Nanoparticle inhalation alters systemic arteriolar vasoreactivity through sympathetic and cyclooxygenase-mediated pathways.

The widespread increase in the production and use of nanomaterials has increased the potential for nanoparticle exposure; however, the biological effects of nanoparticle inhalation are poorly understood. Rats were exposed to nanosized titanium dioxide aerosols (10 µg lung burden); at 24 h post-exposure, the spinotrapezius muscle was prepared for intravital microscopy. Nanoparticle exposure did not alter perivascular nerve stimulation (PVNS)-induced arteriolar constriction under normal conditions; however, adrenergic receptor inhibition revealed a more robust effect.

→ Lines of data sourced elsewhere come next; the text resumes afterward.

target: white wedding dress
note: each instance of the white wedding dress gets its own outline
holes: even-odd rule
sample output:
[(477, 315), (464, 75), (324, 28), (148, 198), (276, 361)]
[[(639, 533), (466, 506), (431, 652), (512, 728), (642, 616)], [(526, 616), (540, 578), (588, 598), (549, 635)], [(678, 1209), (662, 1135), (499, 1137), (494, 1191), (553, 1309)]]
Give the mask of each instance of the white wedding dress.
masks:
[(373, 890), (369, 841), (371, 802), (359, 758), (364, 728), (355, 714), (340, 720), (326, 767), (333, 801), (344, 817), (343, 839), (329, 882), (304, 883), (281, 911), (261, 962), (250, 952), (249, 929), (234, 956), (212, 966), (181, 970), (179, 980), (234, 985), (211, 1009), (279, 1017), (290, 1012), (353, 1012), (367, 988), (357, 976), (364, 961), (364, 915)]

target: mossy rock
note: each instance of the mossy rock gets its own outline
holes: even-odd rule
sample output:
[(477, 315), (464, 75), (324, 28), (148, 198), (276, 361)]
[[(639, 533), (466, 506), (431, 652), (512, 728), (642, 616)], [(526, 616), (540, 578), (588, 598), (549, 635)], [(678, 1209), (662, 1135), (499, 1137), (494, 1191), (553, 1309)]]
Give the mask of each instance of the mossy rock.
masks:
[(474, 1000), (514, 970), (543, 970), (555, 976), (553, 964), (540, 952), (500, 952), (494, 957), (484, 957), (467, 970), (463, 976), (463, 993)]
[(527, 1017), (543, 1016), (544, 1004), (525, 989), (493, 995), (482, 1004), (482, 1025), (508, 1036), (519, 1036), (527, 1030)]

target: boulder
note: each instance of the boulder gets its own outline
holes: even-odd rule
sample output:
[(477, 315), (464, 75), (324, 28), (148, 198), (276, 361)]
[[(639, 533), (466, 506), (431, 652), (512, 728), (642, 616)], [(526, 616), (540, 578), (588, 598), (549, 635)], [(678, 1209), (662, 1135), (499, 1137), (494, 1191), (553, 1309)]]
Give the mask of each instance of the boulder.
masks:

Nanoparticle inhalation reduced arteriolar dilation in response to active hyperaemia (AH). In both PVNS and AH experiments, nitric oxide synthase (NOS) inhibition affected only controls. Whereas cyclooxygenase (COX) inhibition only attenuated AH-induced arteriolar dilation in nanoparticle-exposed animals. This group displayed an enhanced U46619 constriction and attenuated iloprost-induced dilation. Collectively, these studies indicate that nanoparticle exposure reduces microvascular NO bioavailability and alters COX-mediated vasoreactivity. Furthermore, the enhanced adrenergic receptor sensitivity suggests an augmented sympathetic responsiveness.